Originally published: 2012-09-26 10:35:33
Last modified: 2012-09-26 10:41:17
 


-Y KRISTEN BUCKLES

STAFF WRITER

The Greene County Road & Highway Committee expressed some confusion during Monday's meeting concerning recent payment made by the county for the new heating systems in the Highway and Solid Waste departments' shared building on Hal Henard Road.

The County Commission approved the $26,510 low bid on the project from Parton's Electric-Heating & Air Conditioning, LLC during a called meeting in November.

Soon thereafter, co-owner Lyle Parton installed enerRadiant heaters that met the British Thermal Units (BTUs) that the county's architect, Dave Wright, had specified.

However, Highway Department employees and Road Superintendent David Weems complained that the heaters were not sufficiently heating the space.

The heaters are mounted in the ceiling and produce high levels of radiant heat in order to produce enough warmth for the large, open workspace.

Tests by Wright and project engineer Steven Farris, of SEDA, Inc., reportedly found that the heaters were only heating properly for the first 10 feet out of 40 feet.

After that first 10 feet, the amount of heat declined beyond what was sufficient to heat the area, Wright reported following the tests.

Numerous meetings, discussions and minor alterations to the heaters followed, with no significant improvements, until Wright installed a Reznor heater that outperformed those installed by Parton.

As a result, Parton removed the other heaters and replaced them with Reznors.

COMMISSIONERS REACT

However, during September's meeting of the Greene County Commission, questions were raised about the county's full payment in light of the delay, as well as the county's having paid Wright for the Reznor he purchased.

County Mayor Alan Broyles explained that Parton had removed Wright's Reznor and replaced it with one he ordered.

The county then paid Wright and Parton and kept the extra heater in case it was needed in another area, Broyles said.

Broyles assured commissioners that the amount of Wright's payment had to have been within the range that was originally contracted, but he promised to review the matter.

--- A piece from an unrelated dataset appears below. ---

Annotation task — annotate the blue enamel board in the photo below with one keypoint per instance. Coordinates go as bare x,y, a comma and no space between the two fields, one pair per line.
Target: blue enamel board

On Monday, the Road & Highway Committee agreed that Wright should have been paid for the Reznor, but the committee noted that they recalled that the commissioners' desire on the matter had been for the amount paid Wright to have been removed from Parton's payment.

The commissioners expressed confusion as to why Wright's new, working Reznor would have been removed and replaced with another identical heater.

"I thought we intended to take it away from the contract price -- but it was not," Commissioner Robin Quillen said, noting that the price of the extra heater was taken from the county's Capital Projects Fund.

The committee did not take any action on the matter.

MORGAN BRANCH LANE

In other business, the committee re-elected County Commissioner M.C. Rollins as chairman and County Commissioner Nathan Holt as vice chairman.

The committee also reviewed a request from residents of Morgan Branch Lane to add the full length of the road to the county's road list for maintenance.

Residents noted that the county maintains the road up until the point where the asphalt ends at .27 of a mile.

This portion of the road is on the county road list, but a graveled remainder, approximately .75 of a mile, wraps through the neighborhood.

Joseph Kovalick explained that he and his wife, Betty, purchased property on this second portion of the lane in the 1970s.

At that time, Kovalick said, he was told by the prior owner that the road had been deeded to the county several years earlier.

The county graded and graveled the road during the first five or six years they lived there, he said, but stopped maintenance shortly before the county road list was formed in 1985.

At that time, only the first, paved portion of the road made it onto the list.

Since then, he explained, the flood of 2001 badly damaged the road, and it has continued to deteriorate.

Last year, the late-April tornadoes caused even more damage, and it is extremely difficult for emergency personnel to access the eight homes that have driveways off the deteriorating portion, he said.

FOREST SERVICE AID?

Commissioner Rennie Hopson reminded the committee that the county and the Highway Department have rules requiring a road to meet certain standards and be deeded to the county before it can be added to the road list.

Although the small neighborhood has worked together to raise the funds for road tiles, they cannot afford to bring the road up to county standard, Kovalick said.

While Hopson said he sympathized with their situation, he defended the need for the committee to stick to the rules that are in place, noting other roads in the county are in similar condition.

He also pointed out that the road is likely in the Sampson Wilderness Area and could have special stipulations as a result.

Commissioners Hilton Seay and Quillen, however, said that no one should have to live on nearly impassable roads.

Seay questioned if the road could have been "inadvertently left off the road list."

Kovalick said that officials with the U.S. Forest Service, which owns property bordering their own, has indicated they would be willing to aid with the expense of improving the road.

The committee agreed to check with the Forest Service and investigate the issue prior to their Oct. 22 meeting.